Unihomed “Hork Mode” TMG Firewalls
The single NIC TMG firewall is sometimes called a “hork mode” firewall (at least that’s the term Tom made popular in writing about this configuration) because a single NIC TMG firewall has much of its functionality and security feature set removed. It’s a little like buying a Ferrari and then taking three tires off of it because the car “goes too fast”. Nevertheless, there are many organizations that want or need to deploy a hork mode TMG firewall and therefore we need to make sure that the NIC on the firewall is configured correctly.
When you configure a unihomed TMG firewall, you need to understand that the concept of internal versus external networks is gone. For the unihomed TMG firewall, all networks are considered internal.

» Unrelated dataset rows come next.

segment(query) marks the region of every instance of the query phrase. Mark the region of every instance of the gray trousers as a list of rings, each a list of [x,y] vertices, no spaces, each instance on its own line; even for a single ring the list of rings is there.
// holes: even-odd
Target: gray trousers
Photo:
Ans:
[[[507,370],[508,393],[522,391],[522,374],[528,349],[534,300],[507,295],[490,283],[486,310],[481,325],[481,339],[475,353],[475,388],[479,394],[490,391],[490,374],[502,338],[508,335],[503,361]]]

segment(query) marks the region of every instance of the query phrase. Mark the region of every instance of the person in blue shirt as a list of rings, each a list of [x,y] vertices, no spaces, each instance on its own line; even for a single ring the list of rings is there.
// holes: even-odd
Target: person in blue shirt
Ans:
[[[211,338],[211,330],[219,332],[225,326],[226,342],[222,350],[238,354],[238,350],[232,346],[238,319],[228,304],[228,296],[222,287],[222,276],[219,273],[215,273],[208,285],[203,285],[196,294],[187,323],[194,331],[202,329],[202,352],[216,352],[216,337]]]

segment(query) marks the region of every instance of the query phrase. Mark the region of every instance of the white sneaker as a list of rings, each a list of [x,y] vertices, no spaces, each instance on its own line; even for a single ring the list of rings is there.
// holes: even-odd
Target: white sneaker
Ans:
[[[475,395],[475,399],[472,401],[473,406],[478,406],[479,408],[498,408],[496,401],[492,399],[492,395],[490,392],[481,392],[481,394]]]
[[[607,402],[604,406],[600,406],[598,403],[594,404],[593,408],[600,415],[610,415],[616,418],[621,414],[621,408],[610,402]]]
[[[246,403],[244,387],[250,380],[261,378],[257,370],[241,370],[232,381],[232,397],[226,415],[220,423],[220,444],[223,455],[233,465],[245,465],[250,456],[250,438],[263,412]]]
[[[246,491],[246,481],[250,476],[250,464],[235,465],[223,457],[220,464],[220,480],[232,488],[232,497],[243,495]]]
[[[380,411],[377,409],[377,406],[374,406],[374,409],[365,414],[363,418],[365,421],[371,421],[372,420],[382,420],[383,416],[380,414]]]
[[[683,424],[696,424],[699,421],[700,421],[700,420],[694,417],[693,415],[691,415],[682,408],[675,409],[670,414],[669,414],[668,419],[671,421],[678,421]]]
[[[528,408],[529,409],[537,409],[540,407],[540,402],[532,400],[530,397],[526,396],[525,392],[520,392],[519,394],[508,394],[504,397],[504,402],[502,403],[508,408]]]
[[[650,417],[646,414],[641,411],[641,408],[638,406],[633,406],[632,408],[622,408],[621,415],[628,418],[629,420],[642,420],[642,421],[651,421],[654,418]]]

Because the TMG firewall doesn’t trust any network, this isn’t as bad as it seems – the TMG firewall doesn’t trust an internal network any more than any other network, so you don’t have to worry about intruders “partying down” on your hork mode TMG firewall just because it sees the entire IPv4 address space as internal.
When you configure the NIC of the unihomed TMG firewall, you need to assign it a valid IP address. This address will be used for outbound access (forward proxy) and inbound access (reverse proxy). If you want to publish multiple web sites with the unihomed TMG firewall, then you can assign multiple IP addresses to this NIC. You will want to make sure that you reverse one of the IP addresses to the web proxy listener if you want the listener to listen on TCP port 80. However, the default value is TCP port 8080, so if you go with the default, you won’t run into problems with your web publishing scenarios.
You also need to enter a default gateway and any routes to remote internal networks on your internal network. Again, these routes can be entered as part of the installation routine – however, in the case of the unihomed TMG firewall, these routes won’t be used to determine the address space for the default Internal Network, since all IPv4 addresses are considered internal for the unihomed TMG firewall.
An internal DNS server (or servers) also needs to be configured on the NIC for the same reasons they need to be configured on the internal interface of the Edge Firewall. However, in this case, the TMG firewall will not be resolving names for Firewall clients, since hork mode TMG firewalls do not support firewall clients; they only support web proxy clients.
That’s about all you need to know to configure the interface for the unihomed TMG firewall. There are no issues related to moving the NIC to the top of the interface list, because there is only a single interface on that list. However, as with other NICs, never enter a public DNS server address on the unihomed TMG firewall’s NIC.
In this article, we discussed some issues related to the NIC (interface) configuration on the TMG firewall. We broke the interface configuration down for three different scenarios: edge firewall, multi-homed firewall and unihomed TMG firewall. While there are similarities for all three scenarios, there are some specific issues that need to be considered for each scenario.